ADDITIONAL INFORMATION AND WHERE TO FIND IT

 

This communication is for informational purposes only and does not constitute either an offer to purchase or a solicitation of an offer to sell securities of SPIL. ASE filed a tender offer statement on Schedule TO with the SEC on December 29, 2015 (as from time to time amended and supplemented, the “Schedule TO”). The offer to purchase common shares held by U.S. holders (within the meaning of Rule 14d-1(d) under the Securities Exchange Act of 1934, as amended, which defines a U.S. holder as “any security holder resident in the United States”) and ADSs is only being made pursuant to the offer to purchase, the ADS letter of transmittal, the common share form of acceptance and related materials filed with the SEC by ASE as a part of its Schedule TO. Investors and security holders are urged to read the Schedule TO (including the offer to purchase, the ADS letter of transmittal, the common share form of acceptance and related materials), as it may be amended from time to time, because it contains important information about the tender offer, including its terms and conditions, and should be read carefully before any decision is made with respect to the tender offer.

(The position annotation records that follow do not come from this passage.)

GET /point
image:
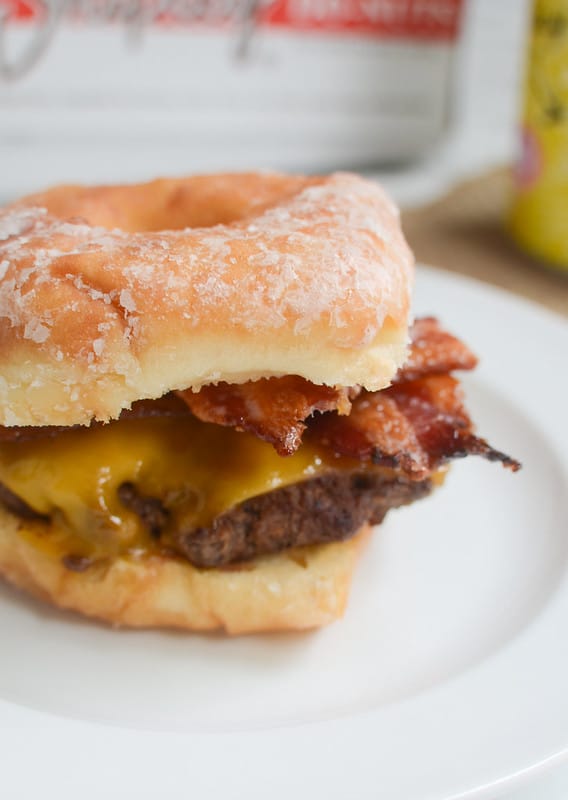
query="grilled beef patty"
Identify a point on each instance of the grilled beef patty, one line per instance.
(329, 508)
(325, 509)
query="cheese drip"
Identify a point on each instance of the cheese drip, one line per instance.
(197, 471)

Investors and security holders may obtain free copies of these statements and other materials filed with the SEC at the website maintained by the SEC at www.sec.gov, or by directing requests for such materials to MacKenzie Partners, Inc., the U.S. Information Agent for the US Offer, at +1 (800) 322-2885 (toll-free) (for holders in the U.S. and Canada) or +1 (212) 929-5500 (call collect) (for holders in other countries). Copies of these materials and any documentation relating to the tender offer are not being, and must not be, directly or indirectly, mailed or otherwise forwarded, distributed or sent in, into or from any jurisdiction where to do so would be unlawful.